スコールが何処まで本気で言っているにせよ、確かに買い食いの制限はあれど、実際にはそれは形骸化された校則であった。
放課後にコンビニに寄ったり、ファーストフードを食べたり、大通りの出店屋台に誘われる生徒は少なくない。
今時の学生と言うのは忙しくて、学校が終わったら、家にも帰らず直ぐ塾だ習い事だと向かう事も多かった。
そうして夕飯も遅くなってしまう事も珍しくない訳で、このタイミングで軽く腹拵えをしておかなければ、習い事にも身が入らない。
教員たちもそれは理解しているので、精々が「迷惑かけるんじゃないぞ」と釘を刺しておく程度だ。

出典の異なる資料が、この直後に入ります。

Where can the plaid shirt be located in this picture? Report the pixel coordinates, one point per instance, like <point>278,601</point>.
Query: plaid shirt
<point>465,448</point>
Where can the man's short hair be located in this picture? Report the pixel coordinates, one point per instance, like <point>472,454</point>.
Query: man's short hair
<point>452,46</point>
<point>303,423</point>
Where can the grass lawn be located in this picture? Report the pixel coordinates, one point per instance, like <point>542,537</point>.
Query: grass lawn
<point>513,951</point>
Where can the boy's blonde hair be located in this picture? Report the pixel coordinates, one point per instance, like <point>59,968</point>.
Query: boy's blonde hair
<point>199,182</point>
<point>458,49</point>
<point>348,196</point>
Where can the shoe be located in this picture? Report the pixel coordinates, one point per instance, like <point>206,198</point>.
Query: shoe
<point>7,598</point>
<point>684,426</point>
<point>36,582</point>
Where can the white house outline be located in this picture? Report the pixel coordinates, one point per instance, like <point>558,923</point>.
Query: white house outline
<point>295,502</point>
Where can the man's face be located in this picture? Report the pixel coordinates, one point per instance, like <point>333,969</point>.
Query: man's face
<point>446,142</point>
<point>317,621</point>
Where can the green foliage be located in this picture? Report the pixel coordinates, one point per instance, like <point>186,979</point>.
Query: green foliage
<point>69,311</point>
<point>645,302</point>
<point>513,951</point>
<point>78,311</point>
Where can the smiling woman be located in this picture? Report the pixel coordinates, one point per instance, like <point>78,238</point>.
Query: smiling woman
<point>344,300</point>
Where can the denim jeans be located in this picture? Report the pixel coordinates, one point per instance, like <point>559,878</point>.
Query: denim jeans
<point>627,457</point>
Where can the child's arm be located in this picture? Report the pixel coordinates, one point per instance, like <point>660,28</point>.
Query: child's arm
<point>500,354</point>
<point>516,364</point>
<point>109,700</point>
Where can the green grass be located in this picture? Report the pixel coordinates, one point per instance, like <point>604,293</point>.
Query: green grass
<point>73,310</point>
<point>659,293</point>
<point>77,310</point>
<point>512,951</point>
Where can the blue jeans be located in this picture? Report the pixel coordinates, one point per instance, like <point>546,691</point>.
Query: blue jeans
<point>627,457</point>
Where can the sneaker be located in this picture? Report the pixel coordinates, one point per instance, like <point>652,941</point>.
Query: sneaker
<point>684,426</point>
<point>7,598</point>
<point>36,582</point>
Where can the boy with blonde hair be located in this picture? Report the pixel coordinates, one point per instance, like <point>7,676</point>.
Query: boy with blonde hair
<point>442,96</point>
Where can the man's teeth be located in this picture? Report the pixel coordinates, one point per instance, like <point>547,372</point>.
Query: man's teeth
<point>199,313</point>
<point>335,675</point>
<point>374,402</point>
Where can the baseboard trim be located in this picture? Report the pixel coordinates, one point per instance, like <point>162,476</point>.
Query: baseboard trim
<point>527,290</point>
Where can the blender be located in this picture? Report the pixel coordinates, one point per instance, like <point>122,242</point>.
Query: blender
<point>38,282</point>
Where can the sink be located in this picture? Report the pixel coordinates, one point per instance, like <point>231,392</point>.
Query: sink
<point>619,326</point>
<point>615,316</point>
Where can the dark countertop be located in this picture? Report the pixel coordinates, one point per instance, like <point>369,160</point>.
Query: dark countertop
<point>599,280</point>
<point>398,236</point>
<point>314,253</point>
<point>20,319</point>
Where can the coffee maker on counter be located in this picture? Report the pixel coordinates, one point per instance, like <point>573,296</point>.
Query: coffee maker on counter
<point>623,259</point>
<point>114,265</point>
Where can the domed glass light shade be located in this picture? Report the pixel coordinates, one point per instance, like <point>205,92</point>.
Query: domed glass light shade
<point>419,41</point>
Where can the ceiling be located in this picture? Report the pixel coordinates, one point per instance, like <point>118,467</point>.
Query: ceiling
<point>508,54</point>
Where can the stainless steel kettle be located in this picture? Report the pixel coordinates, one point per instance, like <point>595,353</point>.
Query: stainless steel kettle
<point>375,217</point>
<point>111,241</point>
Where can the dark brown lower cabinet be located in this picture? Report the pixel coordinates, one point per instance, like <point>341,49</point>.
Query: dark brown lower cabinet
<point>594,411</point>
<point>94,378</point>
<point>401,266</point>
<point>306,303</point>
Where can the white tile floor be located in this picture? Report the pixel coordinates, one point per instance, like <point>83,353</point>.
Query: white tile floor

校門を抜けて間もなく、生徒達が寄り道の定番にしているコンビニが見えて来る。
傘を持たずに学校を飛び出した生徒の殆どは、まず此処を目指し、雨具の調達を狙っていたのだろう。
一人、また一人と制服姿の少年少女が現れては、購入したばかりの傘を開いて、改めて家路に着いて行く様子を見る事が出来た。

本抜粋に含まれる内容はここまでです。